Mi madre se llamaba Claudia. No lo recordaba, pero lo vi en su pulsera de oro que había mirado con disimulo cuando puso su mano en mi frente. Había entrado en la habitación a dejarme unas revistas y una gran maleta en la que debían de estar todas mis cosas. Ella se dio cuenta de que tenía los ojos abiertos y empezó a hablar sosegadamente, explicándome que había dormido durante largas ho-ras y que, finalmente, había entrado en coma, por lo que me habían tenido en observación y después me habían trasladado a una habitación más tranquila (y yo pensé " ¿una habitación más tranquila que cuál otra?"). Asentí con la cabeza para demostrar que había entendido todo y le dije: "Mamá, ahora me gustaría estar tranquila y sin hablar de nada, no tengo fuerzas ni ánimo". Ella me dio un beso y res-pondió que en pocos minutos saldría de allí para dejarme descansar a petición de los médicos.
Mis propias palabras me sonaron muy extrañas: la había llamado mamá y además le había mentido: ni siquiera estaba cansada y necesitaba hablar con alguien como ella para intentar aclarar algo. Pero mentí porque, si daba muestras de mi gran confusión, sólo conseguiría preocuparla aún más y no ave-riguaría nada. Así que, sin saber si por astucia o cobardía de enfrentarme a la verdad, esas fueron mis últimas palabras con Claudia.
La tarde fue transcurriendo y me entretuve en mirar los cotilleos de las revistas, que me resultaron más insulsos que nunca. Noté que mis párpados se cerraban y el sopor se fue apoderando de mí. Miré hacia arriba y, en lugar de encontrar la imagen del techo enmohecido de aquella habitación, vi un cielo casi blanquecino por la luz del sol. Por primera vez en mucho tiempo tenía la certeza de sentirme segura, aquel entorno ya me era conocido: era el lugar donde me encontraba antes de despertarme en el hospital.

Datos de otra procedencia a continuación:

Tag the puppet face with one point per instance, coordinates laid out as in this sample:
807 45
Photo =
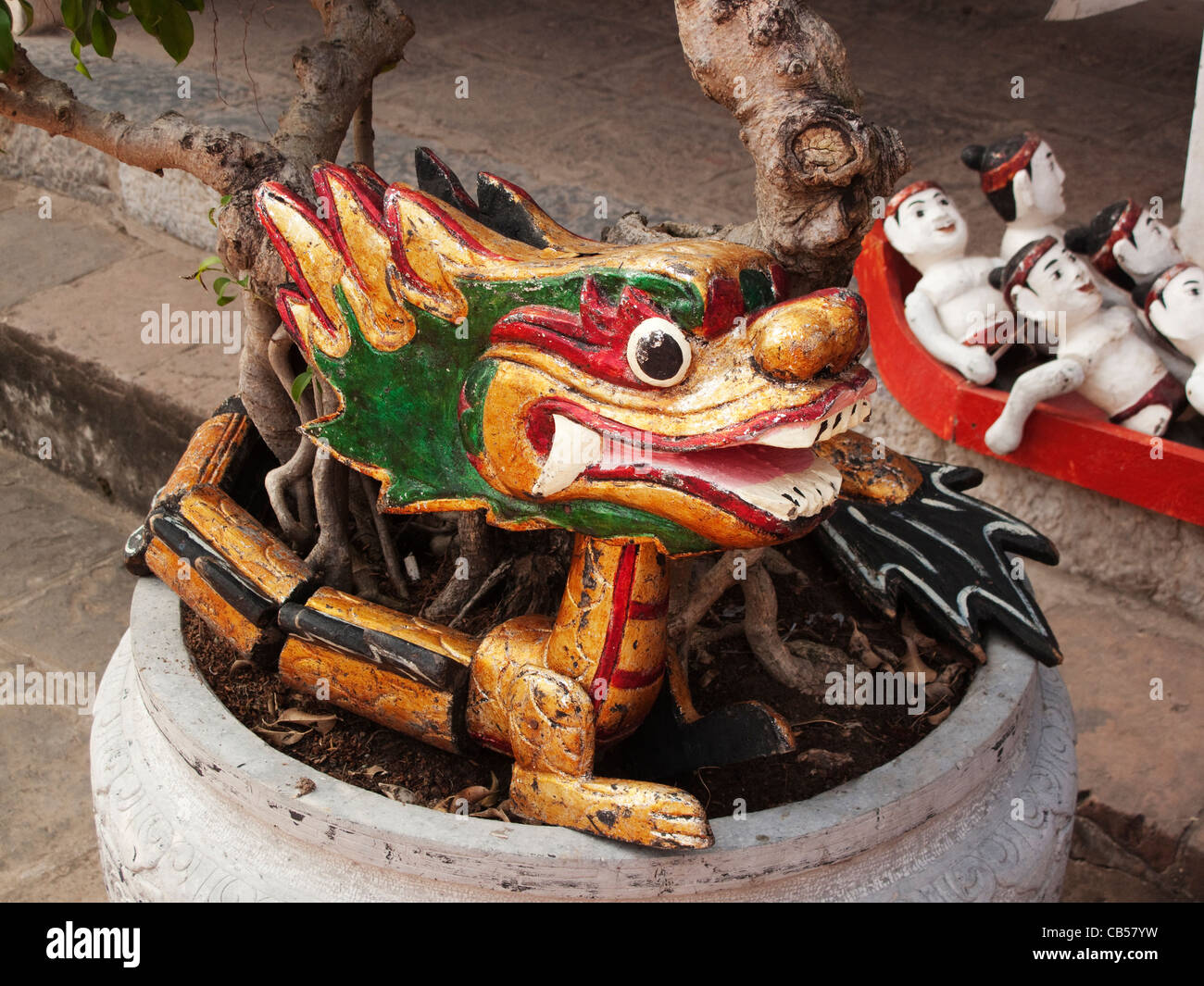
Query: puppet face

Todo coincidía: los edificios grises, algunos casi derruidos, al fondo, aquel restaurante de poca monta, casi sin clientes y él, el hombre de gesto serio y ojos azules, sentado en una mesa, esta vez sin compañía.

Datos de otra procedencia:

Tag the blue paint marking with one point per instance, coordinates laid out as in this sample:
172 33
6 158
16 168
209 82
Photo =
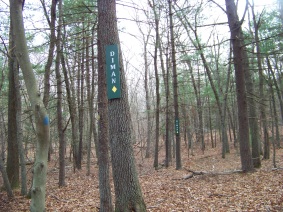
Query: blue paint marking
46 121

La vez anterior quise hablarle y no pude, pero ahora se acercaba otra oportunidad. Avancé con paso firme y, sin tan siquiera saludar a los presentes, me senté a su lado. Él no se sorprendió, sino que esbozó media sonrisa y me miró fijamente, como esperando que yo comenzase a hablar. Le dije: "Tú y yo nos conocemos desde hace algún tiempo, no sé si te acordarás de mi. Sólo sé que desde el momento en que te vi, no he podido hacer otra cosa que buscarte y, al fin, te he encontrado". Él me contestó con voz altisonante: "Sé perfectamente quién eres: te llamas Elena Rivas, eres hija de Claudia y Raúl, no tienes hermanos y naciste en Barcelona. Tu enfermedad te llegó siendo muy joven para todo y te sientes ya muy débil para continuar. Todo eso lo sé y muchas más cosas que tú ya no conservas en la memoria. Dices que has estado buscándome. ¡Qué error, Elena! Tienes que saber que soy yo quien decide cuándo puedes verme y ese instante ha llegado; estás aquí conmigo. Desaparecerá tu dolor, tu miedo, tu pena, tu decepción contigo misma y con los demás. Quiero que sepas que si acepto que vengas conmigo es porque tu vida aquí ha llegado a ser un desastre sin arreglo y ya nunca podrás alcanzar la felicidad". Yo le miré; cada vez me inspiraba más confianza y dejé que siguiera hablando: "Ahora quiero que me acompañes, no hace falta que lleves nada de tu vida contigo". Lo único que pude contestar fue un tímido "¡vamos!” Él me abrazó y nos alejamos muy lejos del restaurante, del barrio oscuro y en ruinas... de la vida.